Why does (dr)^2 equal 0 in the differential element equation?

[Apphysicist]

This is not a homework problem in itself. In my physics homework, I wanted to write the difference of two areas (thus yielding a differential disk) as:

Pi*(r+dr)²-Pi*r²

It reduces to

2*Pi*r*dr+Pi*(dr)²

Now, I seem to recall from a prior class that a quick hand-waving made (dr)² = 0.
I would like to know why this is or is not the case. It'd be of great use to let it equal 0, but right now, I'm not seeing it (other than it's really really small).

 

[Dick]

(dr)^2 isn't zero unless dr=0. But it's vanishingly small compared with dr as dr->0. Which is the limit you do when you are integrating or differentiating. So, sure, you can ignore it.

 

[Apphysicist]

(dr)^2 isn't zero unless dr=0. But it's vanishingly small compared with dr as dr->0. Which is the limit you do when you are integrating or differentiating. So, sure, you can ignore it.

I guess it's partly the weird idea of integration with such a thing.

The actual problem involves a cylinder with circular cross-sectional area, inner radius a, outer radius b. I am working on the inside of the cylinder (a<r<b) and so that's why I'm doing this.

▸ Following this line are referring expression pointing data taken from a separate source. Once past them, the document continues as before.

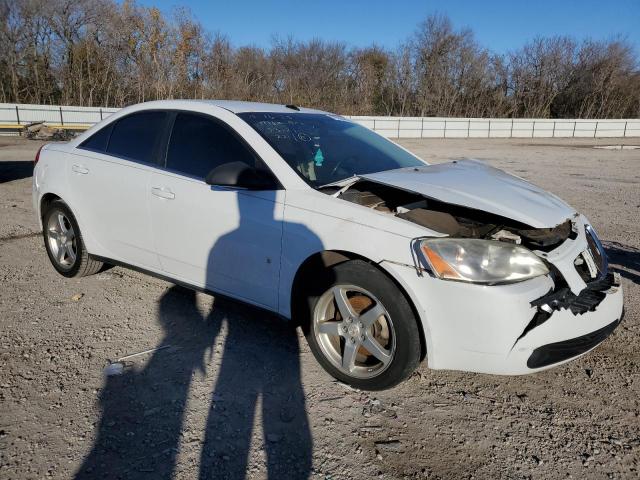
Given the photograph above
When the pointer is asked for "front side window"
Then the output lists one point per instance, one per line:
(325, 148)
(135, 136)
(198, 144)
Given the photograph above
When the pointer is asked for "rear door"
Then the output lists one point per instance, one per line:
(110, 177)
(224, 239)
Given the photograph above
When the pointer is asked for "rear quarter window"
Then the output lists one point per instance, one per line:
(135, 136)
(99, 140)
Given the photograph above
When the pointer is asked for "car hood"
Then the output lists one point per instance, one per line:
(473, 184)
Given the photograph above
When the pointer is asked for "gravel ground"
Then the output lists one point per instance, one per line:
(235, 391)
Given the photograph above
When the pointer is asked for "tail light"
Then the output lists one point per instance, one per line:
(35, 160)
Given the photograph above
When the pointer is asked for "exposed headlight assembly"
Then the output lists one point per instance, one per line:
(481, 261)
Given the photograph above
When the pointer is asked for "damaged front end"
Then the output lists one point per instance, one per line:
(575, 263)
(450, 219)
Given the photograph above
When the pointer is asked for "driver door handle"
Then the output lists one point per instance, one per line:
(163, 192)
(80, 169)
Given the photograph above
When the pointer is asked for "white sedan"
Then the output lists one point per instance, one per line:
(382, 258)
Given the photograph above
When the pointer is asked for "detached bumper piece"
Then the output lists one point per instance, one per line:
(586, 301)
(560, 351)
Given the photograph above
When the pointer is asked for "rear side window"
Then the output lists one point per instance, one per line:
(98, 141)
(198, 144)
(135, 136)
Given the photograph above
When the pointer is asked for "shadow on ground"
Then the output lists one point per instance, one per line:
(15, 170)
(141, 427)
(625, 260)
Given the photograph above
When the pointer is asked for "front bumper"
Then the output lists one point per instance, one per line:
(513, 329)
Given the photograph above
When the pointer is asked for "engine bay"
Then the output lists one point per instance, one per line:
(453, 220)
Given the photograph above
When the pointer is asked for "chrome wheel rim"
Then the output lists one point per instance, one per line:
(62, 240)
(354, 331)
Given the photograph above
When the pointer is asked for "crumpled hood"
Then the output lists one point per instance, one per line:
(473, 184)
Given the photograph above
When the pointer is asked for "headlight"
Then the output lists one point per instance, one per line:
(481, 261)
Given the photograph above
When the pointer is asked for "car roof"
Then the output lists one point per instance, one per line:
(235, 106)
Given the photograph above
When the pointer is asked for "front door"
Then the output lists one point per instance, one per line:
(227, 240)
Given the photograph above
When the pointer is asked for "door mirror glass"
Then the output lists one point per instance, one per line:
(241, 175)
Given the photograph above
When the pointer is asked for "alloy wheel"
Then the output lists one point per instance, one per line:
(354, 331)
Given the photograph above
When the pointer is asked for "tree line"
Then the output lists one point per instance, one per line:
(103, 53)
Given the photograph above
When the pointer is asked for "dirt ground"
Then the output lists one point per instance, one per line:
(235, 391)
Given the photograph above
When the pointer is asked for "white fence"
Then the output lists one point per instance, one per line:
(22, 114)
(435, 127)
(394, 127)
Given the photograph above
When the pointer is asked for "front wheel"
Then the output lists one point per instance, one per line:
(361, 328)
(63, 241)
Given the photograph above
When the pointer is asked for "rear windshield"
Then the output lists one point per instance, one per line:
(325, 148)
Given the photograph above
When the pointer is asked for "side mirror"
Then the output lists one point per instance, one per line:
(241, 175)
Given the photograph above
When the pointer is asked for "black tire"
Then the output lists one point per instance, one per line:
(83, 264)
(407, 335)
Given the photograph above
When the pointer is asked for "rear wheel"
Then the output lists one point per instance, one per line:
(63, 241)
(361, 328)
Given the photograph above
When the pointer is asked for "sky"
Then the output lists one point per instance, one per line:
(499, 25)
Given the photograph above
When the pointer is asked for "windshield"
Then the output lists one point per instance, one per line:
(325, 148)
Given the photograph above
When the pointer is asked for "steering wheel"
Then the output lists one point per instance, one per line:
(340, 162)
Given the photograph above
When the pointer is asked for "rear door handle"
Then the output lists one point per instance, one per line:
(163, 192)
(80, 169)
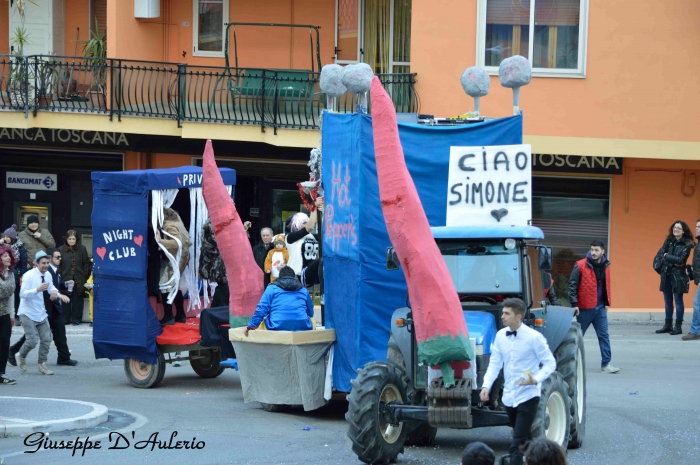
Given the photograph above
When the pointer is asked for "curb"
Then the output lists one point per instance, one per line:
(96, 417)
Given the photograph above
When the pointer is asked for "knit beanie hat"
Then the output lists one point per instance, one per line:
(279, 238)
(11, 232)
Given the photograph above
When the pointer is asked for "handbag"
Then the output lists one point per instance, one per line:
(659, 259)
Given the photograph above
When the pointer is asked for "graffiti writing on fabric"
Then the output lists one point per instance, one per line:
(120, 250)
(489, 185)
(341, 231)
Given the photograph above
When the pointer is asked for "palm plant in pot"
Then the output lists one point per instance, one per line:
(19, 85)
(95, 53)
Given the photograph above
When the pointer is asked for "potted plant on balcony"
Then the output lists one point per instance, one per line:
(95, 53)
(19, 86)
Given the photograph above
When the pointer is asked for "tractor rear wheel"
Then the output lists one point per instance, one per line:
(552, 420)
(571, 364)
(145, 375)
(375, 440)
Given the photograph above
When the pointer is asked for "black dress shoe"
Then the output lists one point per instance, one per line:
(11, 358)
(70, 363)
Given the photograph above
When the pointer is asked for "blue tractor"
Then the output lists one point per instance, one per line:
(394, 403)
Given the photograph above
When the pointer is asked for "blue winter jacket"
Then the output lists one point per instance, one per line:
(285, 306)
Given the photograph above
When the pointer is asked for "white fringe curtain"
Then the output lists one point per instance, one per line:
(161, 199)
(189, 282)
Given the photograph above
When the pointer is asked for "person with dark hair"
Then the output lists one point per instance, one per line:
(35, 238)
(75, 266)
(674, 277)
(20, 268)
(478, 453)
(54, 310)
(590, 295)
(285, 306)
(694, 331)
(526, 360)
(7, 295)
(544, 452)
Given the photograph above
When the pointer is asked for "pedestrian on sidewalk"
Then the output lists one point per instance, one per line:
(74, 266)
(54, 310)
(527, 361)
(674, 277)
(35, 238)
(10, 238)
(694, 332)
(589, 294)
(7, 297)
(37, 293)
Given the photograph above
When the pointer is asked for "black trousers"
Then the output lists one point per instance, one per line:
(73, 311)
(5, 334)
(58, 329)
(179, 303)
(521, 418)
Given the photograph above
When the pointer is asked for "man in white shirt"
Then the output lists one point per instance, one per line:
(519, 350)
(37, 288)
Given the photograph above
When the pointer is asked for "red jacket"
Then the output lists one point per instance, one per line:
(588, 286)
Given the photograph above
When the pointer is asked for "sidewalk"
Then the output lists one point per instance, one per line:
(26, 415)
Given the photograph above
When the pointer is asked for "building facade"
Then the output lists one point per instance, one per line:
(610, 118)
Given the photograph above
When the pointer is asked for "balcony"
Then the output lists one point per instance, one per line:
(269, 98)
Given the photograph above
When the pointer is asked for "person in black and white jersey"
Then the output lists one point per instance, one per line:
(303, 246)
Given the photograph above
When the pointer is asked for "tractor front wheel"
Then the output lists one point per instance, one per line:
(374, 438)
(553, 417)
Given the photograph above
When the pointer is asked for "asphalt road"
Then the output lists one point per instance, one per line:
(646, 414)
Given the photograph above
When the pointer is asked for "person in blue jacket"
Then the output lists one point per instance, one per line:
(285, 306)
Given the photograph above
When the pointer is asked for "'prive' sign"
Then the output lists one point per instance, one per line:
(490, 185)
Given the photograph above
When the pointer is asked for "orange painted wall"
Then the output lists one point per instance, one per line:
(4, 29)
(639, 82)
(128, 37)
(76, 17)
(258, 47)
(655, 202)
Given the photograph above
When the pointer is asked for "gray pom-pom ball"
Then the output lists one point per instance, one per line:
(475, 82)
(332, 81)
(358, 78)
(515, 72)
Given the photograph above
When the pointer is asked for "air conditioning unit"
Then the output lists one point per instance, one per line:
(146, 8)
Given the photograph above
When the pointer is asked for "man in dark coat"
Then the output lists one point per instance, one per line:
(261, 249)
(590, 289)
(694, 332)
(54, 310)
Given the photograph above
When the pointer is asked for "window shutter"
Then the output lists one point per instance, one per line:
(513, 12)
(100, 12)
(557, 12)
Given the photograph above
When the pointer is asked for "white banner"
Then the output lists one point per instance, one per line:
(33, 181)
(490, 186)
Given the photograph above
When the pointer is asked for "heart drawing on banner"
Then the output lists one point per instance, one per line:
(498, 214)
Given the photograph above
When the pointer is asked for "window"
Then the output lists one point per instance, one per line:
(377, 32)
(208, 27)
(551, 34)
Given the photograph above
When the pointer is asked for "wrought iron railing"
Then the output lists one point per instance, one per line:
(266, 97)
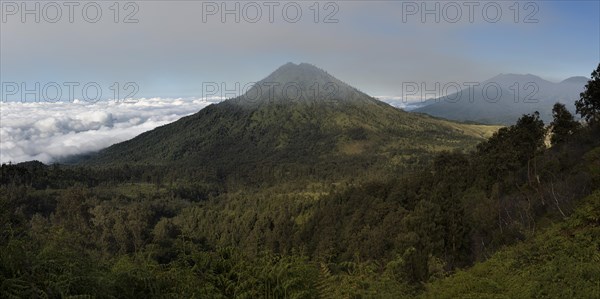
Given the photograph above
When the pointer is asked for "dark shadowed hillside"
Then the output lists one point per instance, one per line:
(298, 120)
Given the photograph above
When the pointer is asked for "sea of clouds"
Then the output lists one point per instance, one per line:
(49, 132)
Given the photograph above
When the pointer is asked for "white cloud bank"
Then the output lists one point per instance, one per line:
(50, 131)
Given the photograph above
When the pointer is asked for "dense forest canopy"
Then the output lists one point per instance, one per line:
(511, 217)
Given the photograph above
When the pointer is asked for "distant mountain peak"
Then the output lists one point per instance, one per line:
(576, 79)
(300, 82)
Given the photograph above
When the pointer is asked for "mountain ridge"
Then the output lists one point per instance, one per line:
(506, 98)
(337, 133)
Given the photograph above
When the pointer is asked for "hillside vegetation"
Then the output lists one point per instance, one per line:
(510, 218)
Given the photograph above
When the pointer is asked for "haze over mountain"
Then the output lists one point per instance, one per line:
(297, 119)
(517, 95)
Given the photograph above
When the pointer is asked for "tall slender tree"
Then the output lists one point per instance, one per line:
(588, 106)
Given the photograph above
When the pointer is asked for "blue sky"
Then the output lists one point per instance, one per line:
(171, 51)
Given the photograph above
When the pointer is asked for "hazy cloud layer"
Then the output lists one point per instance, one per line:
(50, 131)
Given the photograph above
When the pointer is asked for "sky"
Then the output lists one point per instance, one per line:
(84, 51)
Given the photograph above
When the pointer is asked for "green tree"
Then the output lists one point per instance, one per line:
(563, 125)
(588, 106)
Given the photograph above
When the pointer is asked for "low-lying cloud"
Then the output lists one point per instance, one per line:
(49, 132)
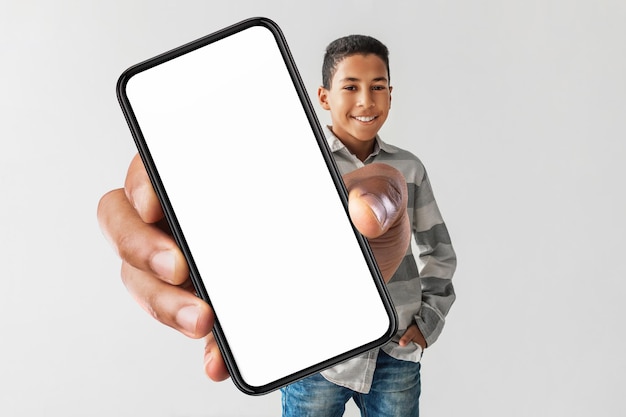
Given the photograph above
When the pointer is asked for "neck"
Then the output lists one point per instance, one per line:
(360, 149)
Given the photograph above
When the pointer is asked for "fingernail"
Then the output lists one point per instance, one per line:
(163, 263)
(208, 357)
(187, 318)
(377, 206)
(138, 201)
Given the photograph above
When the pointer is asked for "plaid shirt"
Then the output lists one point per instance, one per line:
(422, 291)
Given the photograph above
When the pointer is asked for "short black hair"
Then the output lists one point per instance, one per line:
(349, 45)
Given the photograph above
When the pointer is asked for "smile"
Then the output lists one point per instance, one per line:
(365, 118)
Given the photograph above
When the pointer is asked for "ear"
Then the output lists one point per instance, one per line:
(322, 96)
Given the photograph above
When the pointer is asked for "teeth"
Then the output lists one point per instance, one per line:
(365, 118)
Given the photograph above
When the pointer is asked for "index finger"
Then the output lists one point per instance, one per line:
(140, 192)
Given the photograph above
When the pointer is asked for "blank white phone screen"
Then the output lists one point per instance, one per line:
(257, 206)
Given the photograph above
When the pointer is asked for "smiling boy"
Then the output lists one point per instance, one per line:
(356, 91)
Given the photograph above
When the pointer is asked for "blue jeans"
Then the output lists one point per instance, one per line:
(395, 393)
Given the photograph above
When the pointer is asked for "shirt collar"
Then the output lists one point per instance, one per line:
(336, 145)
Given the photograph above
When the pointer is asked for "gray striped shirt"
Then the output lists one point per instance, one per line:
(421, 291)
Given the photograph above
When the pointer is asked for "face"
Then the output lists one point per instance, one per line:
(359, 99)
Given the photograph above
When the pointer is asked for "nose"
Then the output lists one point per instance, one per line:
(365, 99)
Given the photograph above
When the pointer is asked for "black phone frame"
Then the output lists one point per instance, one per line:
(153, 174)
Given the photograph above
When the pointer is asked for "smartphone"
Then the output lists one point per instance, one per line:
(253, 197)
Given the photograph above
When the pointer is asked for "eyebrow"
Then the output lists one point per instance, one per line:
(353, 79)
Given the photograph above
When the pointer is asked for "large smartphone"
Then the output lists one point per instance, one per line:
(255, 201)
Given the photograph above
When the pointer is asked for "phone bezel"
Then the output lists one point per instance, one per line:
(175, 227)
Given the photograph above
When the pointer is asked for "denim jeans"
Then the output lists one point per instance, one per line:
(395, 393)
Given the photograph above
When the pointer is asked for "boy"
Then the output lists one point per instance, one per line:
(384, 382)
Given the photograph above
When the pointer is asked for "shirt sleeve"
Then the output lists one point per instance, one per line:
(436, 262)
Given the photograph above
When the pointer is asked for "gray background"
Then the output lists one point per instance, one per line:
(516, 108)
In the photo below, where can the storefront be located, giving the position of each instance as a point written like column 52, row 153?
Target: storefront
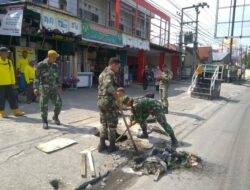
column 157, row 56
column 98, row 45
column 37, row 30
column 135, row 51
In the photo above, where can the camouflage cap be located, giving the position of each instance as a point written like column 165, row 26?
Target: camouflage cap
column 125, row 99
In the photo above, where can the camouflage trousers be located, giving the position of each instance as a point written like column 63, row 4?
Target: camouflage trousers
column 161, row 119
column 46, row 95
column 163, row 91
column 108, row 116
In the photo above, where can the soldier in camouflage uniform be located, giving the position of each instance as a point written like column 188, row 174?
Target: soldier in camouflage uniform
column 107, row 103
column 165, row 78
column 141, row 108
column 47, row 84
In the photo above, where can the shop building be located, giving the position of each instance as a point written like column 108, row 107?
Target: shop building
column 87, row 33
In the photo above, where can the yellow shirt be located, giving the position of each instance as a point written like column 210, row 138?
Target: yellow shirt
column 29, row 73
column 7, row 74
column 22, row 63
column 198, row 70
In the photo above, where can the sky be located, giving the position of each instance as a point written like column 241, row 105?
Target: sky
column 207, row 19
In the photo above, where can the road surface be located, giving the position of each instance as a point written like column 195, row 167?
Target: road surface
column 223, row 142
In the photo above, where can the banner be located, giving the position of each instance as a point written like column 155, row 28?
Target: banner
column 11, row 20
column 99, row 34
column 134, row 42
column 52, row 20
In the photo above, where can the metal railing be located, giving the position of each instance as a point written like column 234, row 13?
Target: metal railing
column 193, row 83
column 213, row 79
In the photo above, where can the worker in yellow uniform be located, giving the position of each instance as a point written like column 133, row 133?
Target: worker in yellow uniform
column 7, row 84
column 21, row 64
column 198, row 73
column 29, row 73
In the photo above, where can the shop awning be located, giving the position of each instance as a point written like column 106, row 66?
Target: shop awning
column 163, row 49
column 153, row 9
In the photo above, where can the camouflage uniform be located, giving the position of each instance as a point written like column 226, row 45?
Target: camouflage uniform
column 47, row 82
column 143, row 107
column 164, row 84
column 107, row 103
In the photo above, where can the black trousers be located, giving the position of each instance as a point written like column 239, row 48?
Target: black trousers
column 7, row 92
column 145, row 85
column 29, row 93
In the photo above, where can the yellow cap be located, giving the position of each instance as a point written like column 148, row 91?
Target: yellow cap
column 53, row 52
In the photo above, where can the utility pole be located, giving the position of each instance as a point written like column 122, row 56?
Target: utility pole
column 231, row 40
column 180, row 44
column 194, row 62
column 196, row 7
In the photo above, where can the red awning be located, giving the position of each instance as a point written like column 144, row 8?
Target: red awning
column 153, row 9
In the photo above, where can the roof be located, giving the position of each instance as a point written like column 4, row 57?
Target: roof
column 204, row 52
column 219, row 56
column 163, row 48
column 172, row 47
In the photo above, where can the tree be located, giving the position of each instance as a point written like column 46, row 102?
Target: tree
column 246, row 61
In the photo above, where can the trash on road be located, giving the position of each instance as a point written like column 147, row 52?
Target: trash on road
column 87, row 154
column 159, row 161
column 55, row 145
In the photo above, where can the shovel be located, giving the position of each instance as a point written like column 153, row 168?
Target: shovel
column 129, row 132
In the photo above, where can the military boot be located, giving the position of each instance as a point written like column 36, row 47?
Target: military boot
column 144, row 134
column 56, row 119
column 166, row 110
column 17, row 112
column 3, row 114
column 45, row 124
column 174, row 141
column 112, row 147
column 102, row 145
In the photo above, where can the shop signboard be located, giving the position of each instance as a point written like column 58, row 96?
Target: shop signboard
column 134, row 42
column 100, row 34
column 53, row 20
column 11, row 20
column 30, row 51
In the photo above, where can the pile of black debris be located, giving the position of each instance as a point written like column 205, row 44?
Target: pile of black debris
column 159, row 161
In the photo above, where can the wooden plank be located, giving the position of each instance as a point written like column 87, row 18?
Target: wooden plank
column 91, row 164
column 55, row 145
column 88, row 149
column 83, row 165
column 80, row 120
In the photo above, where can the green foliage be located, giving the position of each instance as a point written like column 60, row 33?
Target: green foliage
column 246, row 60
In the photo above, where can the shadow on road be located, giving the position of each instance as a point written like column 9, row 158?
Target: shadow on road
column 187, row 115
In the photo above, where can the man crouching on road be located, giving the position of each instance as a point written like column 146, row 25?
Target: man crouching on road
column 141, row 108
column 108, row 105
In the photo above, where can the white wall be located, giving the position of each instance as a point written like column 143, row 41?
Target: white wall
column 71, row 5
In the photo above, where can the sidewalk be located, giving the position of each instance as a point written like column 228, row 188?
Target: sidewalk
column 24, row 167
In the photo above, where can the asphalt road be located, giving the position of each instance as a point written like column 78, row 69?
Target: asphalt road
column 223, row 142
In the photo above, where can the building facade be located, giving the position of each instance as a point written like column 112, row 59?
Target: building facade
column 87, row 33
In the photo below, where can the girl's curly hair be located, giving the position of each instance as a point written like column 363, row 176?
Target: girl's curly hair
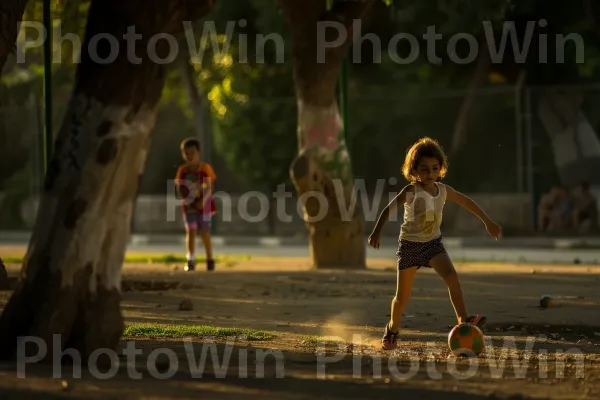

I want to integrate from a to r to find the total area enclosed as a function of r, so I'm thinking that I would have integral from a to r of 2*Pi*r*dr+Pi*(dr)². Since it is most definitely a single integral, that's why lim->inf (dr^2) =0 ?

 

[Dick]

Factor the 2*pi*r*dr out. So you've got 2*pi*r*dr*(1+dr/(2*r)). As dr->0 the second term becomes 1, yes?